Let it also be known that with the gaining of knowledge, it may at first hinder performance but can then be applied afterward with the right resources and be turned into power. Though, not all knowledge can be converted into something that is more helpful than hurtful. Knowledge of things like local issues or world issues such as economic woes, gasoline prices, or aggressive military action does little to lead us to power, but rather more worry. No matter how cynical and worst-case-scenario I speak of all of the time, I still feel the crunch of high gas prices or the pain of losing a loved one just as strongly as someone with a positive outlook. There are some who would argue with me, but then again they have their own blogs.
There is so much I could do with this post, but I believe I will leave it here. If you have your own opinion, leave it in the comment box. If you have a debate, then…well, that’s what forums are for. And this is not a forum.
-Alya.

April 28, 2011

Candied Strawberries.



One of these days I may get everything right. All I know right now is that everything is a jumbled up mess. A mess in my home, a mess in my life, and especially a mess in my thought processes. I suppose I will tell what’s in my thoughts in the order that they come to me, though I warn you that not much of it will make sense.

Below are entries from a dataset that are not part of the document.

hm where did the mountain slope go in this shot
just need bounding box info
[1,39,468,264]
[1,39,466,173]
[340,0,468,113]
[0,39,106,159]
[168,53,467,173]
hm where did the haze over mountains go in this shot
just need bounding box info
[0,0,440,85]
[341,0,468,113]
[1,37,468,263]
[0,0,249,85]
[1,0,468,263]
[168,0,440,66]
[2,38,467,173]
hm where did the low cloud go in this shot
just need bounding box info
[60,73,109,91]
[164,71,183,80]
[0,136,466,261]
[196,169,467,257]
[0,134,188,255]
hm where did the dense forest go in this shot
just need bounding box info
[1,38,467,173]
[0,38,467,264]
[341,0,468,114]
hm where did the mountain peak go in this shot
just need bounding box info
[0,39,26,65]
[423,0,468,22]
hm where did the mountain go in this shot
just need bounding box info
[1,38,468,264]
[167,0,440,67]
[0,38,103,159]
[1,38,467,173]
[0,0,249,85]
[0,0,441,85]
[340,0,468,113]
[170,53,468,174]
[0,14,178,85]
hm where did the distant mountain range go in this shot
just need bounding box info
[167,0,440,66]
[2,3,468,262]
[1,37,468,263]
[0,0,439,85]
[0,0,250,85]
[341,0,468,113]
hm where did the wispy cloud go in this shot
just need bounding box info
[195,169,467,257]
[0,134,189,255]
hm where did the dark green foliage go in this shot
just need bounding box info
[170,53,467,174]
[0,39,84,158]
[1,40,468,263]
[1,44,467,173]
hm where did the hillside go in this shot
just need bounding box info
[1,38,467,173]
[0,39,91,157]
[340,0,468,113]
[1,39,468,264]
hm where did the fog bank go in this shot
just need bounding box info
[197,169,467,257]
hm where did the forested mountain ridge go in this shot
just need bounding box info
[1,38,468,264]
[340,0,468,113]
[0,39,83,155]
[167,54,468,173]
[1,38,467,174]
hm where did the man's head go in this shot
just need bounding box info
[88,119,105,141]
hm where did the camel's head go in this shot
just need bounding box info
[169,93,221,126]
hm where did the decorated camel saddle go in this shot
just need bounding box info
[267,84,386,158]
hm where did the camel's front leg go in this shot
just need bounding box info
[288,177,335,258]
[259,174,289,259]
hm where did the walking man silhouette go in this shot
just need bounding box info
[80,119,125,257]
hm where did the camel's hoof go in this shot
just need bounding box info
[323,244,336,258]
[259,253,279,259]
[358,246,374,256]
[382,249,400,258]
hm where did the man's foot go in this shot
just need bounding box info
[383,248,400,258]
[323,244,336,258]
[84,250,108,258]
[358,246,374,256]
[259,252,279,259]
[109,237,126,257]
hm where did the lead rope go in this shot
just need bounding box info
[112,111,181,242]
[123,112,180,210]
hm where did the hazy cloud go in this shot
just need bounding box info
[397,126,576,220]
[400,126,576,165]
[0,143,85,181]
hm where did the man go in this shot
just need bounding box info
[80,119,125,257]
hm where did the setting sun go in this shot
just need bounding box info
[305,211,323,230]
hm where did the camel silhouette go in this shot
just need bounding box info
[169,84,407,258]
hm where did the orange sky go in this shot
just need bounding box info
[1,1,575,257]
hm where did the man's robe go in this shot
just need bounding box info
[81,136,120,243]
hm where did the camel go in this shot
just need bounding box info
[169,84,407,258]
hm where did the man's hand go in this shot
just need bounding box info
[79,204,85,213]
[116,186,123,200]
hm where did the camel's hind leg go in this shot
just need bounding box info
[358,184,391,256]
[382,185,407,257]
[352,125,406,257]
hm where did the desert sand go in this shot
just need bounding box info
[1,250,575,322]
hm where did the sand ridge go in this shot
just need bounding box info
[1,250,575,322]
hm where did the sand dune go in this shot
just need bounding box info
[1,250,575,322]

To be truthfully honest, I am so tired of this royal wedding fever. I mean, people get married all the time! Okay, so royalty doesn’t get married all the time; I understand all of that. At first it was nice to have a little bed of roses away from the toils of life that have become high gas prices, trouble in Libya, the earthquake/tsunami in Japan, the attack on South Korea, America’s huge budget deficit, and the slowly recovering economy. It seemed like Murphy was making some overtime runs this year. But then the announcement came. FINALLY, a break from all of the gloomy madness! But then the madness soon channeled from all of the bad things going on into all of the wonderful cheeriness and whatnot of the royal wedding. Then it became an obsession. And now I’m sitting here kinda wishing that the world would hurry and wake up. Though I suppose that it will all die down a month or so after the “I do”s, I still feel as though this intended “break” from reality will only snap us back into real life harder and faster than we’re ready for once it’s over. But then again, who *really* cares what I think?